Les symbolistes ne décrivent pas : ils suggèrent.

◊ La musicalité

La musicalité est aussi un moyen de suggérer au lieu de décrire.

En recourant aux vers libre, les poètes symbolistes remplacent les rimes par des assonances et allitérations, créant dans leurs poèmes un réseau de sonorités complexes.

Les symbolistes ont aussi recours aux mythes et aux légendes.

Les allégories (et plus globalement un vocabulaire abstrait initié par une majuscule) est une des marques des auteurs symbolistes.

Dès 1857, Baudelaire utilise des allégories dans Les Fleurs du Mal (« Spleen ») :

– Et de longs corbillards, sans tambours ni musique,

Défilent lentement dans mon âme ; l’Espoir, Vaincu, pleure, et l’Angoisse atroce, despotique, Sur mon crâne incliné plante son drapeau noir.

L’allégorie permet aux poètes de suggérer un monde d’Idées qui se cache derrière le monde sensible.

◊ La synesthésie

La synesthésie consiste à faire correspondre des sensations de nature différente.

Ainsi Baudelaire dans le poème « Correspondances » fait correspondre des parfums à des sensations auditives et visuelles :

« Il est des parfums frais comme des chairs d’enfants, Doux comme les hautbois, verts comme les prairies »

Rimbaud prônait aussi l’« immense et raisonné dérèglement de tous les sens » dans la Lettre à Paul Demeny de 1871.

IV – Principaux auteurs symbolistes

Charles Baudelaire, Les Fleurs du Mal (1857)

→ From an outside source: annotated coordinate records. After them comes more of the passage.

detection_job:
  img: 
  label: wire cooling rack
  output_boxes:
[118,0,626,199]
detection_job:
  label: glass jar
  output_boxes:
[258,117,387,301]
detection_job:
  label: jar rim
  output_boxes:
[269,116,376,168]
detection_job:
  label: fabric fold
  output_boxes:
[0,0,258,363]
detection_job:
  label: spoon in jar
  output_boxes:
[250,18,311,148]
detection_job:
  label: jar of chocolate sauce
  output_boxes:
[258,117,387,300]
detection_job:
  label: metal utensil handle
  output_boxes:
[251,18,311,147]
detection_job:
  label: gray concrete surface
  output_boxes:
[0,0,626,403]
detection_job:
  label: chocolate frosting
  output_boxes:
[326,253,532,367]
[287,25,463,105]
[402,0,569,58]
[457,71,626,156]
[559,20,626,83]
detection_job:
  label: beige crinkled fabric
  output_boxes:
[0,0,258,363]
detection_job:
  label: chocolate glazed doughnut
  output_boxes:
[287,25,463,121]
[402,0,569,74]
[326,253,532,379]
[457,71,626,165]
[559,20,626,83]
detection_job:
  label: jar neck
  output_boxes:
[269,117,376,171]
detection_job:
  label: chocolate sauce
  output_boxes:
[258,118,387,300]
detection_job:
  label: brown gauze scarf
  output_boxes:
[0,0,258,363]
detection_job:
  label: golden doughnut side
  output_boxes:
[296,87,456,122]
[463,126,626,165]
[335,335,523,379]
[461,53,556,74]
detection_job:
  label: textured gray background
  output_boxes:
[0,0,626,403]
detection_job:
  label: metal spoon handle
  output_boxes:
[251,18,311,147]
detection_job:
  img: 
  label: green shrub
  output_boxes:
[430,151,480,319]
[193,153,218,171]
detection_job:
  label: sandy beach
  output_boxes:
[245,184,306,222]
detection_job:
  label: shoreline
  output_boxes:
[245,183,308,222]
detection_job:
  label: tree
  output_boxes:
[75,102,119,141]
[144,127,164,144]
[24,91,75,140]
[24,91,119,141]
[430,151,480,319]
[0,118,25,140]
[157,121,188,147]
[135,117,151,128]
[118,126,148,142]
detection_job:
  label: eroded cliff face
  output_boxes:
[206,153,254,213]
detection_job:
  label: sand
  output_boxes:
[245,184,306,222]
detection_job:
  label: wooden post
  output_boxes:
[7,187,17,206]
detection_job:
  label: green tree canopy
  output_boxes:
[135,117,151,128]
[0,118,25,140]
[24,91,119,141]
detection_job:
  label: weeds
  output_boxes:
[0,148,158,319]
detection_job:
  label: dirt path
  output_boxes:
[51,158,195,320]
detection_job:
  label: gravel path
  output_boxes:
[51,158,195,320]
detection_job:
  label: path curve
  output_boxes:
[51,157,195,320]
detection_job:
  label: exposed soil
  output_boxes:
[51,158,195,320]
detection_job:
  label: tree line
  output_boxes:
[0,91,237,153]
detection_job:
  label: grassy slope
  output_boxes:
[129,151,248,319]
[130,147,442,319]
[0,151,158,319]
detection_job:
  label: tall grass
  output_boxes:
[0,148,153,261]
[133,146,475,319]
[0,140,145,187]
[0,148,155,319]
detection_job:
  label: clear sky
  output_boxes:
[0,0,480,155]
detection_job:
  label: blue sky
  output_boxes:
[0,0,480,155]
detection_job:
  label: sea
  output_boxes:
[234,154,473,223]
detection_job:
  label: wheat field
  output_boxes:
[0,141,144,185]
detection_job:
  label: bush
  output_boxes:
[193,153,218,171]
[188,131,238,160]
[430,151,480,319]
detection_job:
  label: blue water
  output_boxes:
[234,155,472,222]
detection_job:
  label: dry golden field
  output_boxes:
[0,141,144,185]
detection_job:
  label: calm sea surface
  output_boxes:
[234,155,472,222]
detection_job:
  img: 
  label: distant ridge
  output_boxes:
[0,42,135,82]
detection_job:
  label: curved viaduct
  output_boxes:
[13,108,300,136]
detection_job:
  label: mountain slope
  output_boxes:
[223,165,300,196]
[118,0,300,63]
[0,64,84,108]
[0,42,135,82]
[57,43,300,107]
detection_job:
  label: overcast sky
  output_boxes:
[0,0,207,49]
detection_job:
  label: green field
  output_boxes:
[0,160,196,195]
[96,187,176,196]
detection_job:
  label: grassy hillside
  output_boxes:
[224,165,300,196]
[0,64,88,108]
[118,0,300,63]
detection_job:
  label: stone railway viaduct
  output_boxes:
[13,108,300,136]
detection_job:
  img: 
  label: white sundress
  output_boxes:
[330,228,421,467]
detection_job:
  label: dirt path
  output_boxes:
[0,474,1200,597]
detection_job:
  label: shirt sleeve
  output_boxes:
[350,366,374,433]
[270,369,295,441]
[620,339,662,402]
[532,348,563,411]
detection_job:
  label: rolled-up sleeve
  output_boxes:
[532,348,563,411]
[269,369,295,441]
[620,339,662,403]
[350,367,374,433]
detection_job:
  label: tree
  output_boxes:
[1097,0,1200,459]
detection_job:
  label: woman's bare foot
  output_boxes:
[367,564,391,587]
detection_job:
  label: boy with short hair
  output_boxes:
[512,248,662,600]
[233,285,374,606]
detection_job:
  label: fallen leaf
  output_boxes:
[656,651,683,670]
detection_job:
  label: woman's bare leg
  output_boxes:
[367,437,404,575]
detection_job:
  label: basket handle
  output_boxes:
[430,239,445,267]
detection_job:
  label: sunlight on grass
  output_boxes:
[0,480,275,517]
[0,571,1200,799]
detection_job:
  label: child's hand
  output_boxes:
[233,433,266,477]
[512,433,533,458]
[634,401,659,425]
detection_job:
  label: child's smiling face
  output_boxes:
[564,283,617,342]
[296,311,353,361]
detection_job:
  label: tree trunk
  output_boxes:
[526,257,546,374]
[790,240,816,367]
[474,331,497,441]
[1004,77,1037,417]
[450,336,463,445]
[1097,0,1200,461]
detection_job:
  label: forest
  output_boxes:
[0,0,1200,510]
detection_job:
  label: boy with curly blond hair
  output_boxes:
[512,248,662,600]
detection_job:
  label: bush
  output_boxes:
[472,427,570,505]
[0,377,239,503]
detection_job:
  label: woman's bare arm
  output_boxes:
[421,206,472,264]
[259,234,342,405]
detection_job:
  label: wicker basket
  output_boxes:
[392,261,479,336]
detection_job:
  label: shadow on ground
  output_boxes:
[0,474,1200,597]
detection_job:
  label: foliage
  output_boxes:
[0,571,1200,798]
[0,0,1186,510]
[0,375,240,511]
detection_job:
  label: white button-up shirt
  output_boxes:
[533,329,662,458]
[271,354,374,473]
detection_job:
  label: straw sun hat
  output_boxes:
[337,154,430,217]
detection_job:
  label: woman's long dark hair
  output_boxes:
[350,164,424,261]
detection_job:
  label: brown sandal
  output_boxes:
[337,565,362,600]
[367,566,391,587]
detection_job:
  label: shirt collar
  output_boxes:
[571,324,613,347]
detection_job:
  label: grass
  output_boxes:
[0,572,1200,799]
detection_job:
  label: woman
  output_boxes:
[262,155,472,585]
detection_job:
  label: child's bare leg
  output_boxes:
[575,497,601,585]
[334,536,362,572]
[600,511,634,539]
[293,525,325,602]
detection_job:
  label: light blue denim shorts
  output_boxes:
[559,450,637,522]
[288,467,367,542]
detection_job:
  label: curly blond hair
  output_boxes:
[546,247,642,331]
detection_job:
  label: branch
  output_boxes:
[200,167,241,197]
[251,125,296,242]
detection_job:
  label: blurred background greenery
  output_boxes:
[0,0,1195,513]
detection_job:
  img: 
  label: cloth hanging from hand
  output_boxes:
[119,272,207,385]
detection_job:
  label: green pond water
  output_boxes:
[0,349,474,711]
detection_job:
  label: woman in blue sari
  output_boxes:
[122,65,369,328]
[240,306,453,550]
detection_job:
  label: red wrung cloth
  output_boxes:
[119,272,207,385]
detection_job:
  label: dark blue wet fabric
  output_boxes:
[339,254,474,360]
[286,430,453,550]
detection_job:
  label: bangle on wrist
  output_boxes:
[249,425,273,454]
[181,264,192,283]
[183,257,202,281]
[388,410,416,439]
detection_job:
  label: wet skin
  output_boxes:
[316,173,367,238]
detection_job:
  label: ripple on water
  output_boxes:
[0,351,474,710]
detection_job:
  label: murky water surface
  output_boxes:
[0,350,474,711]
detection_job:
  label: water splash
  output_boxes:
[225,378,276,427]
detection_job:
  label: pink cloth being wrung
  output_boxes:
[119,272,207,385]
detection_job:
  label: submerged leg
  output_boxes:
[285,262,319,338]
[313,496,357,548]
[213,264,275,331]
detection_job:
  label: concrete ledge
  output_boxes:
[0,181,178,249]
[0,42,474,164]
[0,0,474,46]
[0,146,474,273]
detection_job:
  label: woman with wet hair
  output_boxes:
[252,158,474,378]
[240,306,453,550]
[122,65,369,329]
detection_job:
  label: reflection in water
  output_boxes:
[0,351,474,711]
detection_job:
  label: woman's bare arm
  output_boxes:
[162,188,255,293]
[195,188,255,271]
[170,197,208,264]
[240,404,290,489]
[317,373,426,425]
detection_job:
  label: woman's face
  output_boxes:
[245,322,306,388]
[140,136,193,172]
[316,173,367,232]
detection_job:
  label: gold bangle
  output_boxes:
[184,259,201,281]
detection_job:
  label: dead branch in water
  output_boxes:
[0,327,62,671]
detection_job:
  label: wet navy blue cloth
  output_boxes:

Baudelaire ne se situe pas dans le courant symboliste mais il en est l’initiateur, notamment par le 5ème poème des Fleurs du Mal,
« Correspondances » qui présente le monde sensible comme une « forêt de symboles » qu’il convient de déchiffrer :

« La Nature est un temple où de vivants piliers Laissent parfois sortir de confuses paroles ; L’homme y passe à travers des forêts de symboles

Qui l’observent avec des regards familiers »
Pour Baudelaire, le rôle du poète est de décoder les signes pour

parvenir à la compréhension des mystères de l’univers.

Stéphane MALLARME, Poésies (1899)

Stéphane Mallarmé est connu pour sa poésie hermétique, c’est à dire difficile à comprendre.

Mallarmé écrit à propos de la poésie : « Tout chose sacrée et qui veut demeurer sacrée doit s’envelopper de mystère« .

Guillaume APOLLINAIRE, Alcools, 1913
Alcools n’est pas un recueil symboliste car il se situe au carrefour de nombreux courants artistiques.

Mais certains poèmes d’Apollinaire comme « La Chanson du Mal-Aimé », « Les sept épées », « La Maison des morts » , « Merlin et la vieille
femme », « Le larron » ou « Lul de Faltenin » reposent sur un ésotérisme qui réactive la mythologie grecque et germanique, et s’inscrivent ainsi dans une esthétique symboliste.